The Director-General must exercise leadership in three domains: forging agreement among governments to act together; persuading them to fund the organisation; and managing the organisation itself (staff and culture) to achieve good results.
Dr Tedros Adhanom Ghebreyesus was appointed in 2017. He had previously served as Minister of Health in Ethiopia. Early in his tenure as Director-General, he made the one misstep I referred to—appointing Robert Mugabe as a Goodwill Ambassador on non-contagious diseases. Crucially, however, he realised his mistake. In the words of Richard Horton, the editor of the Lancet, he reversed himself in “a spectacularly courageous fashion” and rescinded the appointment.
Dr Tedros is now trying to lead diverse and competing governments in a collective and unprecedented fight against a pandemic. Those same governments, before the pandemic, refused to delegate more authority to the Director-General or to ensure his organisation is properly funded. If you want to understand why it treads carefully with major members such as China, it is only necessary to consider the capricious treatment it has received at the hands of Trump. If the organisation alienated multiple major members at once, then its effectiveness would be shredded, and—if contributions stopped—its existence would soon be at risk.

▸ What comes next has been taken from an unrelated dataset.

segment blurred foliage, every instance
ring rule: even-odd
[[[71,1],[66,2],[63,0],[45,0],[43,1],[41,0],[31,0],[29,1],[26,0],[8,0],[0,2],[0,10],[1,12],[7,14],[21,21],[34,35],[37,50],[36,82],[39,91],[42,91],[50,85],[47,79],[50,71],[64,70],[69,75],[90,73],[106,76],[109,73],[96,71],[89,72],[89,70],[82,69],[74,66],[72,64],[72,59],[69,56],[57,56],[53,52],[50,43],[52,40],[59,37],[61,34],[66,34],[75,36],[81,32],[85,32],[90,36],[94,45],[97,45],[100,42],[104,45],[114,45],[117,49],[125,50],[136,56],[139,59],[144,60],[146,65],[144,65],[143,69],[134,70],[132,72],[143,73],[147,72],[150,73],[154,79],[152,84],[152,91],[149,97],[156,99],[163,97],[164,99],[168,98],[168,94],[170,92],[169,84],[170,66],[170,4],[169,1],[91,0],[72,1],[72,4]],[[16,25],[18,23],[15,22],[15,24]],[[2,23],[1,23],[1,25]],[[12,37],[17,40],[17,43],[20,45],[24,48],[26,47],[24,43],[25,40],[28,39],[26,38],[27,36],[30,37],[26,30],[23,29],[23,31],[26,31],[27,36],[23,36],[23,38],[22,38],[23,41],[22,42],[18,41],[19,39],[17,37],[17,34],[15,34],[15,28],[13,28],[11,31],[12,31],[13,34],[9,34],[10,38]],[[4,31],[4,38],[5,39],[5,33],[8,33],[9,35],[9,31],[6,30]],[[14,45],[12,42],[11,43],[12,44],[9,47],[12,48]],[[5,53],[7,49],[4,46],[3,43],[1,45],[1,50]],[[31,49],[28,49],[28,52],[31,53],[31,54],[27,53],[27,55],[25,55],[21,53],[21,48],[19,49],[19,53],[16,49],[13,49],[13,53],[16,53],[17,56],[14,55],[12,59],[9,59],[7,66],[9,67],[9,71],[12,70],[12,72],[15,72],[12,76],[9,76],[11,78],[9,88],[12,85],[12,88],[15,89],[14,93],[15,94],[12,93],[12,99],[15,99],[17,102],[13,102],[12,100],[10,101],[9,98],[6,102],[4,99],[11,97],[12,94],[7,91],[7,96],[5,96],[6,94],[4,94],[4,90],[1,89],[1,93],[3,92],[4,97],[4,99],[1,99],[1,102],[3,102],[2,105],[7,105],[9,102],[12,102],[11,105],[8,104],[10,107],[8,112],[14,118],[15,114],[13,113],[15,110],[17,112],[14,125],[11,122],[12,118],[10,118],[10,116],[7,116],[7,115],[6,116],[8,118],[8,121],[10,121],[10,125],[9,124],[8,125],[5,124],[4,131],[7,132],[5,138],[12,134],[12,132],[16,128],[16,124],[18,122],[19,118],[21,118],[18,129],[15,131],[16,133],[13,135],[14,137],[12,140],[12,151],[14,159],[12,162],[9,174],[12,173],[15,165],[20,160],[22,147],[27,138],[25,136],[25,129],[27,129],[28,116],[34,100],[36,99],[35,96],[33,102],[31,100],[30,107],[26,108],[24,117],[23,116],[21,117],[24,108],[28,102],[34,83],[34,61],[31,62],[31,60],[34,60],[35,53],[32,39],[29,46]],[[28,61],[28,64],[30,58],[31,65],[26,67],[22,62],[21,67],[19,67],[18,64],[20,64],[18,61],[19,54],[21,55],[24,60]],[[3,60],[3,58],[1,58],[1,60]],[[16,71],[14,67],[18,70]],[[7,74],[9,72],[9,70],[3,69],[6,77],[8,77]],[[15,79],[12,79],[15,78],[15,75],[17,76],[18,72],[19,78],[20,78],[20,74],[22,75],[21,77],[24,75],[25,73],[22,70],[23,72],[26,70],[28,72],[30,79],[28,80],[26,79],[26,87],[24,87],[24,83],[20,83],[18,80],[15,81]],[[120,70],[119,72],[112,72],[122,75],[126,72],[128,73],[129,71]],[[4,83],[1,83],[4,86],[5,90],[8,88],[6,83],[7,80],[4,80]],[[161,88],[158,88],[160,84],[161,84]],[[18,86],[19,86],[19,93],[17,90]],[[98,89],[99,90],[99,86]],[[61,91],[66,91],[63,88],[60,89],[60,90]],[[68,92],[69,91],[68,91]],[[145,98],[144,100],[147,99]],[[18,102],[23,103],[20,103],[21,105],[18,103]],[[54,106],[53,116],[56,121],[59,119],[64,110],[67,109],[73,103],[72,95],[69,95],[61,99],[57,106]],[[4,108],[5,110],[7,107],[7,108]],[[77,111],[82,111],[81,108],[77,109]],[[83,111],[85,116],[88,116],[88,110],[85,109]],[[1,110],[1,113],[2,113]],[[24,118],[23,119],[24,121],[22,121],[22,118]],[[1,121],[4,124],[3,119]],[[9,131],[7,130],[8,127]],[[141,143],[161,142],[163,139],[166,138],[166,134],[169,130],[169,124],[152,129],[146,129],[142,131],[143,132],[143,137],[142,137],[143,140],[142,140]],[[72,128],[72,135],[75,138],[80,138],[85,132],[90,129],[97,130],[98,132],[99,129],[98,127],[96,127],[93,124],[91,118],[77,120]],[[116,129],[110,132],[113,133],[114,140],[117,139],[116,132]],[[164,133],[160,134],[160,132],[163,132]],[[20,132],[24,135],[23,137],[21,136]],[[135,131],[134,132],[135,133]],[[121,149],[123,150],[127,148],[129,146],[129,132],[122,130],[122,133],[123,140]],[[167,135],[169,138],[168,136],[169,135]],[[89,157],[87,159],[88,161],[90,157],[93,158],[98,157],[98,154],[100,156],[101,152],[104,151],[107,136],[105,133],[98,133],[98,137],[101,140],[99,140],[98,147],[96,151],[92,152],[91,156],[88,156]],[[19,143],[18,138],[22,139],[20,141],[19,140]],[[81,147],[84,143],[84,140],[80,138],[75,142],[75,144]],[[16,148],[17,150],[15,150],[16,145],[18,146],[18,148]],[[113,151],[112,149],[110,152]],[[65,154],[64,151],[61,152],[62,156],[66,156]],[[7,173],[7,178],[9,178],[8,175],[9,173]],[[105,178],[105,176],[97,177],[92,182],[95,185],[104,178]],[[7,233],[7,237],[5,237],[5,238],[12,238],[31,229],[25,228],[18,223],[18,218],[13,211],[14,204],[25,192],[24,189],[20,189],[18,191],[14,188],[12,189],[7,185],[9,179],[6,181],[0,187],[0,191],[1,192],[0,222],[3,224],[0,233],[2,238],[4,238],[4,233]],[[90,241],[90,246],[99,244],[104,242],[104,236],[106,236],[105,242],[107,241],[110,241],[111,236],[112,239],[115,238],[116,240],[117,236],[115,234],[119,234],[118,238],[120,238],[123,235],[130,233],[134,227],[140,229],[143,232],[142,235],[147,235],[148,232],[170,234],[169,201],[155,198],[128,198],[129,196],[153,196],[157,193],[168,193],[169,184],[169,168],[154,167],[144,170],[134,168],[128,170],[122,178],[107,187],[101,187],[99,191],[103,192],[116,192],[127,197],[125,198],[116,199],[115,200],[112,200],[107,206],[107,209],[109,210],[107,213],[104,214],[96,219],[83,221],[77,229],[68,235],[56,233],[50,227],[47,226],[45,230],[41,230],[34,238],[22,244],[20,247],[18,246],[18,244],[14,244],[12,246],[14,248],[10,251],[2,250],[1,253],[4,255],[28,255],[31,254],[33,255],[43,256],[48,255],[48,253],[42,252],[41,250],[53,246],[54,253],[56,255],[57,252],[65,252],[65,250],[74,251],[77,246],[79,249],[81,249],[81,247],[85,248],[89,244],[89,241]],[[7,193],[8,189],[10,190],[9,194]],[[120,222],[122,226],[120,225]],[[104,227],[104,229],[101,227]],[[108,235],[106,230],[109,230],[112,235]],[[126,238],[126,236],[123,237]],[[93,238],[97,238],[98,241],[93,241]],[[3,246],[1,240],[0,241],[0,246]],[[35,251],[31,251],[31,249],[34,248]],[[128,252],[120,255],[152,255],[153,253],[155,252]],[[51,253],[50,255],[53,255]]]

And what a needless tragedy that would be. As Dr Tedros said on 9th February, “the virus is a common enemy,” adding “let’s not play politics here.” He was right. Each country could take its own decision about locking down, but a sustainable exit strategy will require co-operation among them to ensure testing, treatment and above all vaccine research, production and dissemination across the world. Even when a vaccine is available, it will never reach all corners of the world without international co-operation. It is not just the poor countries that will suffer without that global reach—every country will keep risking reinfection. (The rich nations got rid of smallpox within their own borders in the 1940s, but they couldn’t be secure against it returning until the truly global drive for eradication—with the help of the WHO.)
The WHO faces powerful headwinds as politicians try to blame it, even as they turned away from its advice. But public health should be a “no brainer” for inter-governmental co-operation. Viruses know no borders.